Analyzing And Improving Neural Speaker Embeddings for ASR

Conference: Speech Communication - 15th ITG Conference
09/20/2023 - 09/22/2023 at Aachen

doi:10.30420/456164040

Proceedings: ITG-Fb. 312: Speech Communication

Pages: 5Language: englishTyp: PDF

Authors:
Luescher, Christoph; Xu, Jingjing; Zeineldeen, Mohammad; Schlueter, Ralf; Ney, Hermann (Machine Learning and Human Language Technology, RWTH Aachen University, Aachen, Germany & AppTek GmbH, Aachen, Germany)

Abstract:
Neural speaker embeddings encode the speaker’s speech characteristics through a DNN model and are prevalent for speaker verification tasks. However, only a few inconclusive studies have investigated the usage of neural speaker embeddings for an ASR system.

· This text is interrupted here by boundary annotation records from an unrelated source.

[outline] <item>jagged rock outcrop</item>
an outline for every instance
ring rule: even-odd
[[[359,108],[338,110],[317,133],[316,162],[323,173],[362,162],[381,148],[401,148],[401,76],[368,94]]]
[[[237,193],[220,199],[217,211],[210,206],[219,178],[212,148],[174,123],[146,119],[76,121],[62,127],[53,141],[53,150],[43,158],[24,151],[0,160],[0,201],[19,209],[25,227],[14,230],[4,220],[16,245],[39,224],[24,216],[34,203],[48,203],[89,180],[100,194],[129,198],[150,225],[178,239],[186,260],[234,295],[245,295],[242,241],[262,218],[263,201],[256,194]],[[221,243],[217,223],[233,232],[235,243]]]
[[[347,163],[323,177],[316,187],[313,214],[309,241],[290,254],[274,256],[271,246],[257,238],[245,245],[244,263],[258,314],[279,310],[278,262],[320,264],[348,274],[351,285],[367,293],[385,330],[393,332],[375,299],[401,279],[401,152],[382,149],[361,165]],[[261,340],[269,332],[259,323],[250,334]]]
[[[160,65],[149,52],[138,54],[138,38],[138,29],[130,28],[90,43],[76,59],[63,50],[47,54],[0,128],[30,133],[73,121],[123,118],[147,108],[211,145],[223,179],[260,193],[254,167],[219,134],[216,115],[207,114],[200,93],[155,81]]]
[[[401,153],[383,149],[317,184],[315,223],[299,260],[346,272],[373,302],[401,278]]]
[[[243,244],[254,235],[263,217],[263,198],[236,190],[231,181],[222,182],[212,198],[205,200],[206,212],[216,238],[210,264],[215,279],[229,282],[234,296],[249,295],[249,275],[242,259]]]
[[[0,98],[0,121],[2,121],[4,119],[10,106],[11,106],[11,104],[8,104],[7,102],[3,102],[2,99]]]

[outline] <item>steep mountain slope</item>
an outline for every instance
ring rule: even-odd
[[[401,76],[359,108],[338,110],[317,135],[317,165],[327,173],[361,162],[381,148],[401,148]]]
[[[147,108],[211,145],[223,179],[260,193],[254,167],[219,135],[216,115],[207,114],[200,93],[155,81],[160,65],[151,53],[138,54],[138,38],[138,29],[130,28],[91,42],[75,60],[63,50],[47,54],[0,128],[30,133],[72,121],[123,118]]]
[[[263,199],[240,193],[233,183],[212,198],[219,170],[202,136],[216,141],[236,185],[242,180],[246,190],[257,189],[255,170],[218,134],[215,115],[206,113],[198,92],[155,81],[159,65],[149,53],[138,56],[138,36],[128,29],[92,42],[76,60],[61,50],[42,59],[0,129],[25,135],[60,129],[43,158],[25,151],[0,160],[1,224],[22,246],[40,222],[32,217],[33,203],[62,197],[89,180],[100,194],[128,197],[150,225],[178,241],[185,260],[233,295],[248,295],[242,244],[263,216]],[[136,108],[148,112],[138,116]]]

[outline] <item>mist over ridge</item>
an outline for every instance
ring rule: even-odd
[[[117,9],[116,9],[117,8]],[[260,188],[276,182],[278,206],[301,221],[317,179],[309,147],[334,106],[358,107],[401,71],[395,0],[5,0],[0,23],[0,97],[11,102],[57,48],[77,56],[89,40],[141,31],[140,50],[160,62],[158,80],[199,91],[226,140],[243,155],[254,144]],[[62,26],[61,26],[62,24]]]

In this work, we present our efforts w.r.t integrating neural speaker embeddings into a Conformer-based hybrid HMM ASR system. For ASR, our improved embedding extraction pipeline in combination with the Weighted-Simple-Add integration method results in x-vector and c-vector reaching on par performance with i-vectors. We further analyze, compare and combine different speaker embeddings. We improve our already strong baseline by switching to one cycle learning schedule while reducing the training time. By further adding neural speaker embeddings, we gain additional improvements. This results in our best Conformer-based hybrid ASR system with speaker embeddings achieving 9.0% WER on Hub5’00 and Hub5’01 while only training on SWB 300h.